Let’s convert the finger length data to cm using the conversion 1 inch = 2.54 cm
heightFinger['FingerLength'] = heightFinger['FingerLength']*2.54
display(heightFinger)
Height | FingerLength | |
---|---|---|
0 | 56 | 9.8425 |
1 | 57 | 10.1600 |
2 | 58 | 9.8425 |
3 | 58 | 10.1600 |
4 | 58 | 10.1600 |
... | ... | ... |
2995 | 74 | 12.3825 |
2996 | 74 | 12.7000 |
2997 | 74 | 12.7000 |
2998 | 74 | 13.3350 |
2999 | 77 | 11.1125 |
3000 rows × 2 columns
Now we recalculate the covariance
heightFinger.cov()
Height | FingerLength | |
---|---|---|
Height | 6.542118 | 0.913952 |
FingerLength | 0.913952 | 0.301637 |
… and the correlation
heightFinger.corr()
Height | FingerLength | |
---|---|---|
Height | 1.000000 | 0.650611 |
FingerLength | 0.650611 | 1.000000 |
We can see that the covariance changes when we change the units, but correlation doesn’t change.

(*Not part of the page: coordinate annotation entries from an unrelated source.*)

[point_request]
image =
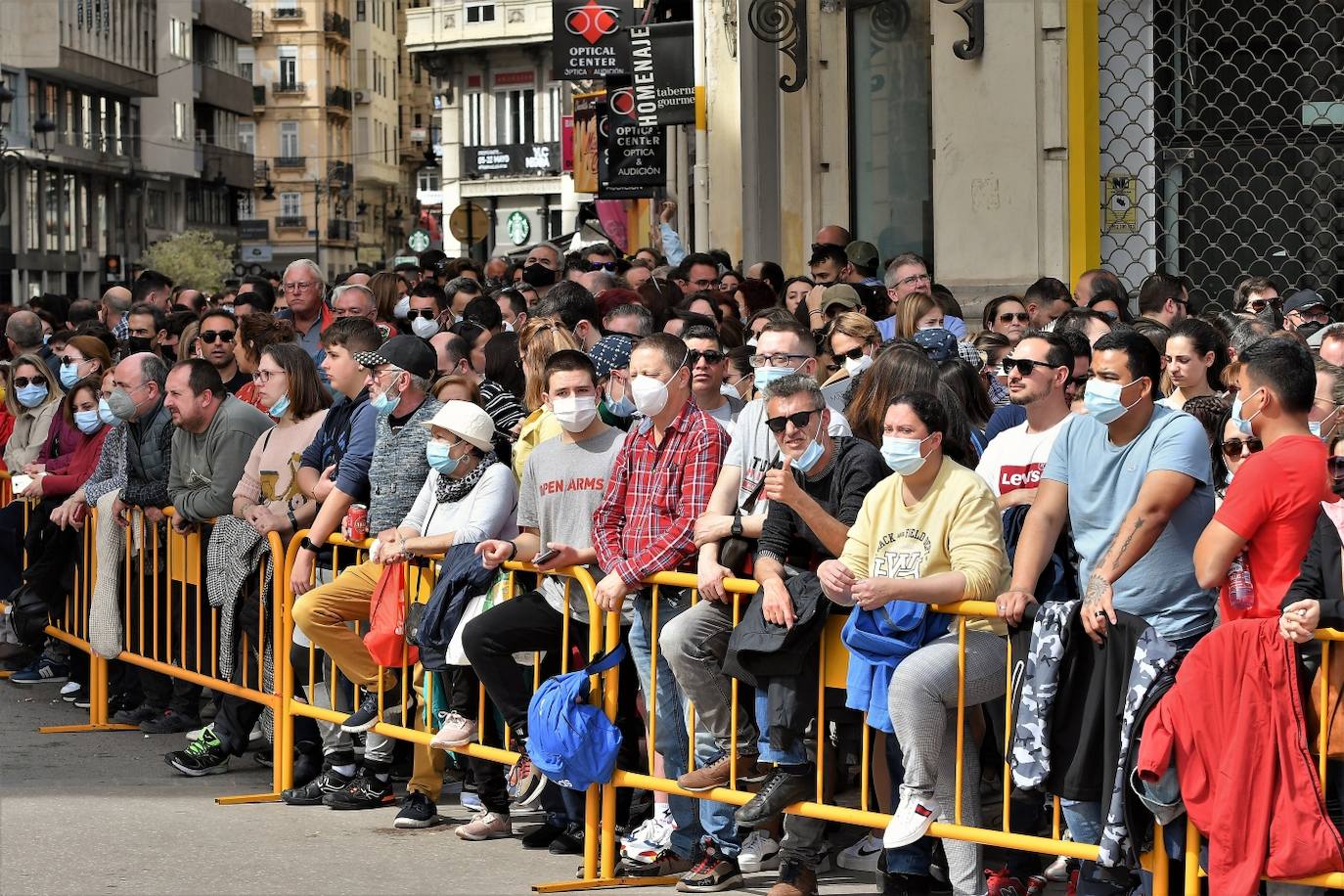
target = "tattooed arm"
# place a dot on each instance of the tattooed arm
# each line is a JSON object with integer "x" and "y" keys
{"x": 1161, "y": 493}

Interpreting covariance - the slope#
You may be asking, why would we ever use covariance?
The answer is that the covariance tells us something about how much $y$ increases with $x$ and vice versa.
If we apply the equation
$$ b = s_{xy}/s^2_{x} $$
we get a coefficient $b$ which tells us how many units $y$ increases, for one unit increase in $x$.
b = s_xy/(s_x**2)
print(b)
0.055001084872729034
For every extra 1 inch of height, finger length increases by 0.055 inches.
This is actually a regression coefficient (there will be much more detail on this later in the course) and we can see if we plot a regression line that b is its slope:
Conversely:
b = s_xy/(s_y**2)
print(b)
7.6961212519589495
for every extra inch in finger length, height increases by 7.70 inches.
Now, if we were to convert our finger measurements to cm instead of inches, the coviariance would change, and so would our slop - because a one cm increase in finger length is assocated with a smaller increase in height, than a 1 inch increase in finger length would be.
There will be a whole block on regression later in the course.